Despite emerging evidence, significant gaps persist in Caspian Sea microplastic research. First, there is a lack of longitudinal studies tracking temporal changes in contamination levels. Second, the interaction between microplastics and other pollutants, such as heavy metals, remains unexplored, though these synergies could amplify toxicity. Third, the focus on fish overlooks other key species, such as seabirds and seals, which may also facilitate trophic transfer. To address these gaps, a new perspective is proposed: an integrated monitoring framework combining ecological modelling and toxicology to predict microplastic pathways and impacts.

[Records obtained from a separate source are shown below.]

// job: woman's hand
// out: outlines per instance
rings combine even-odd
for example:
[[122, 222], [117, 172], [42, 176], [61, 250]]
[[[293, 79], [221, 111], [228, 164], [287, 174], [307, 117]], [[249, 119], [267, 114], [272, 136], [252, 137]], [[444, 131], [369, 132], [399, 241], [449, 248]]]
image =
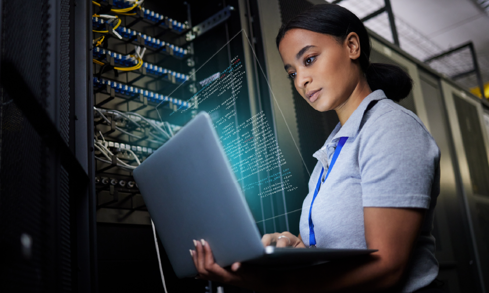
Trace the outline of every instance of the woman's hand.
[[230, 270], [224, 269], [214, 261], [212, 251], [209, 243], [203, 239], [194, 240], [195, 250], [190, 250], [194, 264], [199, 272], [198, 278], [216, 281], [235, 286], [243, 286], [243, 276], [237, 272], [241, 264], [236, 262], [231, 266]]
[[291, 246], [295, 248], [305, 248], [301, 234], [299, 237], [289, 232], [266, 234], [262, 237], [262, 243], [265, 247], [275, 244], [277, 247]]

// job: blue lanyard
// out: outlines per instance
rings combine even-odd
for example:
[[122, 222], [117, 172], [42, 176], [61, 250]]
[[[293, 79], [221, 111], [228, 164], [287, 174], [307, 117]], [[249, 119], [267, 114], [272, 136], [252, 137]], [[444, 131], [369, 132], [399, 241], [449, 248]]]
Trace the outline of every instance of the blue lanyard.
[[[340, 138], [339, 141], [338, 142], [338, 145], [336, 146], [336, 149], [334, 150], [334, 153], [333, 154], [333, 157], [331, 159], [330, 167], [328, 168], [326, 176], [324, 178], [325, 182], [326, 182], [326, 179], [328, 178], [328, 176], [331, 172], [331, 169], [333, 168], [334, 163], [336, 162], [336, 159], [338, 158], [338, 156], [339, 155], [340, 152], [341, 151], [341, 148], [343, 148], [343, 146], [345, 145], [345, 143], [346, 142], [346, 140], [347, 139], [348, 139], [347, 136], [342, 136]], [[314, 200], [316, 199], [316, 196], [317, 196], [317, 192], [319, 191], [319, 187], [321, 186], [321, 177], [323, 177], [323, 172], [324, 172], [324, 168], [323, 167], [321, 170], [321, 174], [319, 174], [319, 179], [317, 181], [317, 184], [316, 185], [316, 189], [314, 191], [312, 200], [311, 202], [311, 208], [309, 209], [309, 247], [311, 248], [315, 248], [316, 247], [316, 237], [314, 237], [314, 224], [312, 224], [312, 218], [311, 217], [311, 214], [312, 211], [312, 204], [314, 203]]]

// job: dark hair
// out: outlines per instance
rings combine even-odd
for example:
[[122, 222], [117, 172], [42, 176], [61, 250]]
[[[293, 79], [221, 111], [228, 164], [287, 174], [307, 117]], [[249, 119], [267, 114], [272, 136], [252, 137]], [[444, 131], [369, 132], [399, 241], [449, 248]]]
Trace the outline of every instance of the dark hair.
[[338, 5], [315, 5], [284, 24], [277, 35], [277, 47], [286, 33], [294, 28], [329, 35], [343, 42], [351, 32], [356, 33], [360, 39], [360, 66], [370, 88], [381, 89], [385, 95], [396, 102], [409, 94], [413, 80], [400, 67], [389, 64], [370, 63], [371, 43], [367, 29], [356, 15]]

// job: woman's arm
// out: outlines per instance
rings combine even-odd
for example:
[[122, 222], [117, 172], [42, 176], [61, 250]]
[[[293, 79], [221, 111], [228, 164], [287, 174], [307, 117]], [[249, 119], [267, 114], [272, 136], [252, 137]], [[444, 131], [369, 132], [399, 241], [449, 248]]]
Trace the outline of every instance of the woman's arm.
[[[370, 292], [397, 284], [407, 267], [425, 210], [364, 208], [365, 240], [369, 257], [331, 262], [307, 269], [274, 271], [235, 263], [230, 270], [214, 261], [208, 244], [198, 242], [193, 251], [202, 278], [248, 288], [261, 292]], [[304, 286], [307, 286], [305, 288]]]

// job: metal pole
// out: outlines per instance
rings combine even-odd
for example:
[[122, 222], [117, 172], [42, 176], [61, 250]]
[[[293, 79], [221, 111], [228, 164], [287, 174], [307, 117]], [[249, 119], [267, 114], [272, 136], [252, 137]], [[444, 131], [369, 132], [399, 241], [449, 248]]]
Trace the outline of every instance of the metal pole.
[[394, 43], [400, 46], [399, 37], [397, 34], [397, 29], [396, 27], [396, 22], [394, 21], [394, 14], [392, 13], [392, 7], [391, 6], [390, 0], [384, 0], [385, 3], [385, 10], [387, 11], [389, 15], [389, 23], [391, 25], [391, 31], [392, 32], [392, 39], [394, 40]]
[[471, 42], [468, 44], [468, 47], [470, 48], [470, 53], [472, 54], [472, 62], [474, 63], [474, 70], [475, 71], [475, 74], [477, 77], [477, 84], [479, 84], [479, 88], [481, 90], [481, 95], [483, 98], [486, 99], [486, 94], [484, 92], [484, 83], [482, 82], [482, 76], [481, 75], [481, 70], [479, 68], [477, 57], [475, 55], [474, 43]]

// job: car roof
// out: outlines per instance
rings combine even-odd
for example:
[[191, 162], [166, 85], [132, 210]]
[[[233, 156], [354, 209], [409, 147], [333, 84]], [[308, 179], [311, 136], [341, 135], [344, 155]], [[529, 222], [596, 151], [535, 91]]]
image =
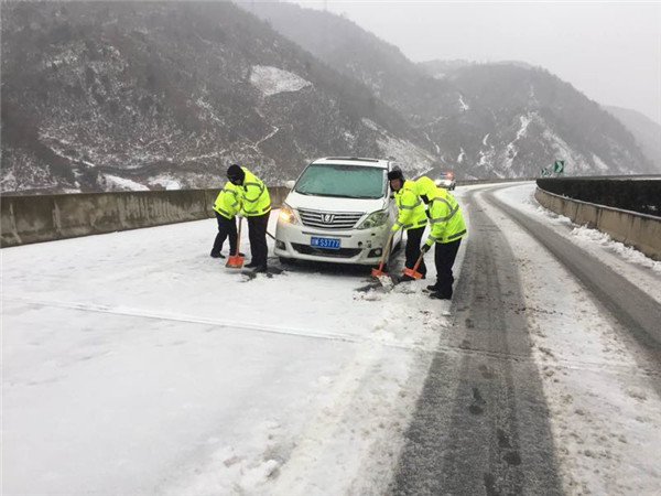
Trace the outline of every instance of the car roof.
[[346, 165], [361, 165], [361, 166], [389, 169], [391, 162], [389, 160], [368, 159], [368, 158], [364, 158], [364, 157], [324, 157], [322, 159], [316, 159], [312, 163], [314, 163], [314, 164], [340, 163], [340, 164], [346, 164]]

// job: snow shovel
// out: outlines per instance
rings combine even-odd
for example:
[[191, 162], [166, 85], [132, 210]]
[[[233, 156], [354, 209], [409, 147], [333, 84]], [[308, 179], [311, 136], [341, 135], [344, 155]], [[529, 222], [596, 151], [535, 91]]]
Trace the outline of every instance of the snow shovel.
[[386, 248], [383, 249], [383, 255], [381, 256], [381, 263], [379, 263], [378, 269], [372, 269], [372, 278], [378, 278], [380, 276], [388, 276], [383, 272], [383, 263], [386, 263], [386, 257], [390, 252], [390, 244], [392, 242], [392, 238], [394, 237], [394, 231], [390, 231], [390, 236], [388, 236], [388, 242], [386, 242]]
[[241, 245], [241, 220], [243, 220], [243, 217], [239, 217], [239, 233], [237, 235], [237, 252], [235, 255], [230, 255], [229, 257], [227, 257], [227, 263], [225, 263], [225, 267], [229, 267], [230, 269], [240, 269], [241, 267], [243, 267], [243, 257], [241, 257], [239, 254], [239, 245]]
[[415, 260], [415, 265], [413, 266], [412, 269], [409, 269], [408, 267], [404, 267], [404, 276], [409, 276], [410, 278], [413, 279], [420, 279], [422, 277], [422, 274], [418, 271], [418, 267], [420, 266], [420, 262], [422, 261], [422, 257], [424, 257], [424, 251], [420, 252], [420, 257], [418, 257], [418, 260]]

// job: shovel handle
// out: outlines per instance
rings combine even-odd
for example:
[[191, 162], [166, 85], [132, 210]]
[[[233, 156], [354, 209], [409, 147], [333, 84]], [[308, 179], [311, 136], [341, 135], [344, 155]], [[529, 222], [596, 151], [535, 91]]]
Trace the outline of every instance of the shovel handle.
[[239, 233], [237, 234], [237, 252], [235, 254], [235, 257], [239, 256], [239, 245], [241, 244], [241, 220], [243, 220], [243, 217], [239, 217]]
[[379, 263], [379, 272], [383, 269], [383, 263], [386, 262], [386, 257], [390, 251], [390, 244], [392, 242], [392, 238], [394, 237], [394, 231], [391, 230], [388, 236], [388, 241], [386, 242], [386, 248], [383, 248], [383, 255], [381, 256], [381, 263]]
[[424, 257], [424, 251], [421, 251], [420, 257], [418, 257], [418, 260], [415, 260], [415, 265], [413, 266], [413, 272], [415, 272], [418, 270], [420, 262], [422, 262], [422, 257]]

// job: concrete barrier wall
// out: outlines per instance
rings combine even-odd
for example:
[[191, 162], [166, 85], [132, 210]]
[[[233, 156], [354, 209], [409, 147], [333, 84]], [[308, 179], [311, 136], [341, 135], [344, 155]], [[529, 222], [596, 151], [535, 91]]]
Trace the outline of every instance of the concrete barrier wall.
[[661, 260], [661, 217], [581, 202], [538, 187], [537, 201], [572, 222], [607, 233], [617, 241]]
[[[90, 193], [0, 198], [2, 248], [214, 217], [219, 190]], [[279, 207], [289, 192], [270, 187]]]
[[[484, 184], [523, 180], [474, 180]], [[0, 247], [52, 241], [117, 230], [214, 217], [219, 190], [144, 191], [65, 195], [2, 196]], [[279, 207], [289, 190], [269, 187]]]

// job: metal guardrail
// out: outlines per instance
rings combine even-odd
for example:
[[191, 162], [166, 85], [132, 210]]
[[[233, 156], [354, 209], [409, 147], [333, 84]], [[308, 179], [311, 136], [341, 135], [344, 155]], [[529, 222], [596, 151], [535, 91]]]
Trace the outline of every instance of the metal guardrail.
[[661, 217], [561, 196], [543, 190], [539, 182], [534, 196], [542, 206], [573, 223], [599, 229], [616, 241], [661, 260]]

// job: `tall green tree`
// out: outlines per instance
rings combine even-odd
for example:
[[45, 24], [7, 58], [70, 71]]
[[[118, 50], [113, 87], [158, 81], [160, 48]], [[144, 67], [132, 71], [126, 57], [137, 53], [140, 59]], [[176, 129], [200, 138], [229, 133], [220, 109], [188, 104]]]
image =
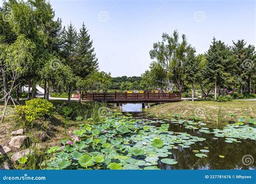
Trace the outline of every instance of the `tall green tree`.
[[225, 89], [232, 76], [230, 69], [233, 65], [232, 53], [230, 48], [220, 40], [213, 38], [206, 54], [207, 60], [204, 71], [204, 77], [214, 83], [214, 100], [217, 99], [217, 87], [220, 92], [220, 87]]
[[236, 84], [240, 85], [241, 93], [243, 91], [243, 86], [247, 84], [248, 93], [250, 93], [252, 79], [254, 79], [255, 73], [255, 52], [254, 46], [249, 45], [246, 47], [246, 45], [244, 40], [238, 40], [237, 43], [233, 41], [231, 49], [235, 63], [233, 71], [237, 81]]
[[78, 34], [76, 75], [85, 78], [92, 71], [98, 69], [98, 59], [94, 53], [94, 49], [92, 40], [90, 39], [88, 30], [83, 23]]
[[[71, 68], [72, 71], [76, 75], [76, 68], [77, 68], [77, 46], [78, 37], [77, 33], [73, 25], [70, 23], [66, 31], [63, 30], [62, 36], [63, 45], [62, 46], [61, 56], [63, 58], [65, 58], [64, 64], [69, 66]], [[70, 98], [71, 96], [72, 89], [75, 86], [76, 81], [75, 79], [73, 82], [70, 82], [68, 87], [68, 104], [70, 104]]]
[[151, 58], [159, 62], [167, 72], [169, 81], [174, 81], [180, 92], [185, 81], [183, 65], [190, 48], [185, 34], [179, 41], [179, 34], [176, 30], [171, 36], [163, 33], [162, 41], [154, 44], [150, 52]]
[[184, 62], [185, 76], [186, 80], [191, 84], [192, 102], [194, 101], [194, 83], [198, 77], [200, 60], [196, 57], [196, 49], [189, 49]]

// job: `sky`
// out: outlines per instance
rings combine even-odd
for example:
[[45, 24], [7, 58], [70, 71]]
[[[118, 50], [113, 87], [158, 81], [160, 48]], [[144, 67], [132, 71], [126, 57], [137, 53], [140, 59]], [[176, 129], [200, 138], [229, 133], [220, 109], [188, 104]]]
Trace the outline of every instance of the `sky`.
[[63, 25], [71, 22], [79, 31], [85, 23], [100, 70], [113, 77], [140, 76], [152, 61], [153, 43], [175, 30], [197, 54], [213, 37], [229, 45], [242, 39], [255, 45], [254, 1], [48, 1]]

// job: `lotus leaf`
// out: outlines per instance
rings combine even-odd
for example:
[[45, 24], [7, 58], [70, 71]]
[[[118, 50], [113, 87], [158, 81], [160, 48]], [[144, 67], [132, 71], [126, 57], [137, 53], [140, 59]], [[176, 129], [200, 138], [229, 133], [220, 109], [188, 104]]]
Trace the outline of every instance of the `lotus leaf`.
[[152, 145], [154, 147], [161, 147], [164, 145], [164, 142], [160, 139], [154, 139], [152, 142]]
[[163, 159], [161, 159], [161, 162], [162, 162], [164, 164], [169, 164], [169, 165], [173, 165], [173, 164], [176, 164], [178, 163], [177, 161], [176, 161], [174, 159], [169, 159], [169, 158], [164, 158]]
[[107, 168], [109, 168], [111, 170], [120, 170], [123, 169], [121, 164], [117, 164], [116, 162], [112, 162], [109, 164], [107, 166]]

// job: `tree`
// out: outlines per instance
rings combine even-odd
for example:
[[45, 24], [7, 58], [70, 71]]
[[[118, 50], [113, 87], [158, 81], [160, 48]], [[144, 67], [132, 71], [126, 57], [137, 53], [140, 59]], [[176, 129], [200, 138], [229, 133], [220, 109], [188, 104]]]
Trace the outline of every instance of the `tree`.
[[12, 97], [12, 90], [18, 86], [15, 86], [17, 81], [31, 66], [35, 48], [35, 45], [30, 40], [26, 39], [24, 36], [20, 35], [15, 43], [5, 46], [2, 51], [3, 52], [1, 54], [0, 62], [5, 87], [3, 97], [5, 99], [5, 108], [1, 122], [4, 120], [9, 99], [15, 105]]
[[199, 70], [200, 60], [195, 55], [196, 49], [191, 48], [188, 52], [187, 57], [184, 62], [185, 76], [187, 81], [191, 83], [192, 102], [194, 101], [194, 83], [198, 78]]
[[246, 47], [246, 45], [244, 40], [238, 40], [237, 43], [233, 41], [231, 49], [235, 61], [233, 72], [235, 81], [238, 81], [236, 83], [240, 84], [240, 92], [242, 93], [242, 87], [247, 83], [248, 93], [250, 93], [252, 79], [255, 73], [255, 47], [250, 45]]
[[98, 64], [94, 53], [94, 48], [92, 47], [92, 41], [90, 38], [84, 23], [80, 29], [77, 50], [75, 74], [85, 78], [92, 71], [98, 69]]
[[167, 86], [166, 70], [158, 62], [153, 62], [150, 66], [150, 77], [153, 81], [154, 88], [164, 89]]
[[[77, 34], [74, 26], [70, 23], [68, 26], [66, 31], [63, 31], [64, 34], [62, 38], [64, 39], [62, 46], [62, 51], [61, 52], [62, 56], [65, 58], [65, 65], [69, 66], [71, 68], [72, 72], [75, 73], [77, 68], [76, 61], [77, 55]], [[70, 104], [70, 98], [71, 96], [72, 88], [75, 82], [69, 83], [68, 87], [68, 104]]]
[[147, 70], [142, 74], [142, 80], [139, 86], [140, 88], [144, 90], [152, 90], [154, 89], [154, 82], [152, 78], [150, 71]]
[[203, 96], [206, 98], [210, 92], [214, 87], [214, 83], [211, 82], [209, 79], [203, 74], [205, 71], [206, 63], [207, 62], [205, 54], [198, 54], [196, 56], [196, 60], [199, 62], [199, 71], [197, 73], [197, 81], [199, 84], [202, 91]]
[[170, 77], [169, 82], [174, 81], [177, 89], [181, 91], [184, 84], [184, 63], [188, 48], [186, 36], [183, 34], [182, 40], [179, 42], [179, 34], [177, 31], [172, 36], [163, 33], [162, 41], [155, 43], [153, 49], [150, 52], [152, 59], [157, 59]]
[[[232, 74], [229, 69], [233, 66], [232, 54], [229, 47], [220, 40], [213, 38], [206, 54], [207, 60], [204, 71], [204, 77], [214, 83], [214, 100], [217, 99], [217, 87], [225, 88], [227, 79]], [[220, 91], [220, 90], [219, 90]]]

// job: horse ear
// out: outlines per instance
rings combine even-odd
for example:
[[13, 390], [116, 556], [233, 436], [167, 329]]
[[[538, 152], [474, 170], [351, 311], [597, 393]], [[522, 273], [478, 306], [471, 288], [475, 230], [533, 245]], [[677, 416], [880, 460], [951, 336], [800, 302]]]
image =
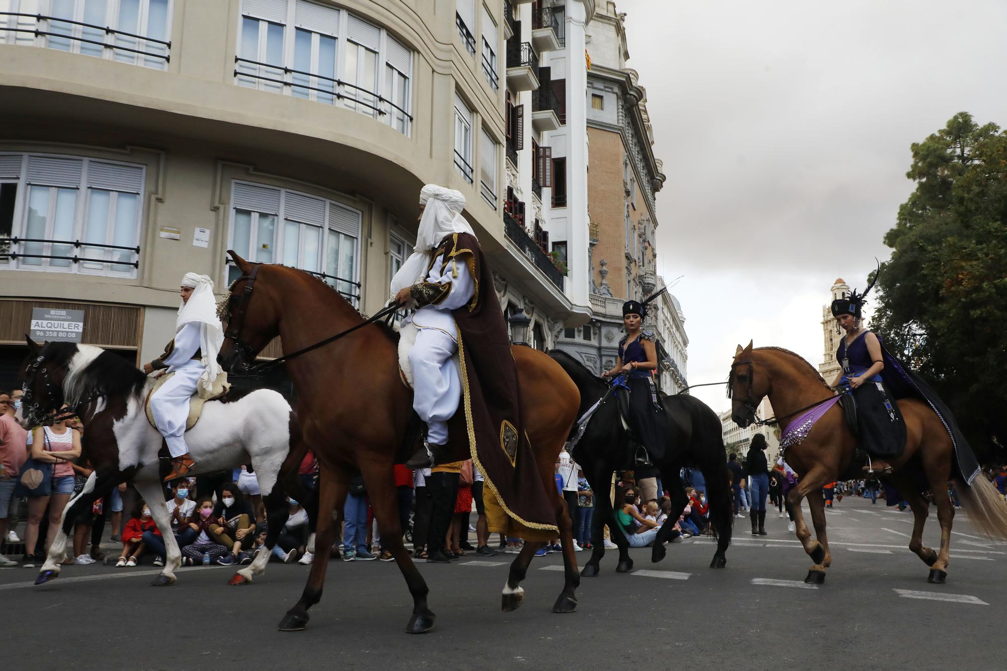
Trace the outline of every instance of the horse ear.
[[228, 254], [231, 255], [231, 259], [238, 266], [238, 269], [242, 271], [243, 275], [248, 275], [252, 271], [252, 264], [238, 256], [238, 252], [233, 249], [228, 250]]

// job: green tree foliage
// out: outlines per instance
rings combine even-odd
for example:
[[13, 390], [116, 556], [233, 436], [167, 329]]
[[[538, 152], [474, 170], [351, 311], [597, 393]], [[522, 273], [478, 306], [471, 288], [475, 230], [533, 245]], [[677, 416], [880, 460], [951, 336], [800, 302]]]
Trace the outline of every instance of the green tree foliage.
[[1007, 440], [1007, 133], [966, 112], [912, 145], [875, 325], [930, 380], [981, 459]]

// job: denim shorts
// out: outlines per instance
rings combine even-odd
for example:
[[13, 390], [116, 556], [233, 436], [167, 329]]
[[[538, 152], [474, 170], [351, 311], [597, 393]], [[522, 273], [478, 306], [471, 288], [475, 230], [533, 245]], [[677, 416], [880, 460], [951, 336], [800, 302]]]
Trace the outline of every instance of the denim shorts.
[[74, 494], [74, 476], [53, 478], [52, 494]]

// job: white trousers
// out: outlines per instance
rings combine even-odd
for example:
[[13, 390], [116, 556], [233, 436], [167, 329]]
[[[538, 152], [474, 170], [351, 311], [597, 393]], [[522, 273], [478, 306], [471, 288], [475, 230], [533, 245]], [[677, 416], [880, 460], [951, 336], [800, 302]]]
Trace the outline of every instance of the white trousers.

Such an approach could inform targeted interventions, for instance, reducing plastic inputs at key riverine sources.

Conclusion

This literature review underscores the pervasive threat of microplastic trophic transfer in the Caspian Sea, with evidence of widespread contamination and ingestion across trophic levels. While studies confirm bioaccumulation in fish and zooplankton, critical gaps in spatial coverage, species diversity, and long-term impact assessments hinder comprehensive understanding. Addressing these limitations through interdisciplinary research is essential to safeguard this unique ecosystem and the human communities dependent on it. Ultimately, a proactive, integrated approach to monitoring and mitigation offers a promising path forward in tackling this complex environmental challenge.

References

• Bagheri, T., Gholizadeh, M., Abarghouei, H.B. and Shabanipour, N. (2021) Microplastic contamination in zooplankton of the southern Caspian Sea. Chemosphere, 263, p.128098.
• Ghayebzadeh, M., Taghipour, H. and Aslani, H. (2020) Microplastic pollution in the gastrointestinal tracts of some edible fish species along the Iranian coastline of the Caspian Sea. Marine Pollution Bulletin, 161, p.111797.
• Mehdinia, A., Dehbandi, R., Hamzehpour, A. and Rahnama, R. (2020) Identification of microplastics in the sediments of southern coasts of the Caspian Sea, north of Iran. Environmental Pollution, 258, p.113738.
• Zakeri, M., Naji, A. and Akbarzadeh, F. (2022) Microplastic contamination in commercial fish species from the southern Caspian Sea: Dietary exposure and risk assessment. Science of the Total Environment, 806, p.150525.
• Nematollahi, M.J., Keshavarzi, B., Zare, P. and Moore, F. (2020) Microplastic particles in sediments and waters, south of Caspian Sea: Frequency, distribution, characteristics, and chemical composition. Ecotoxicology and Environmental Safety, 206, p.111137.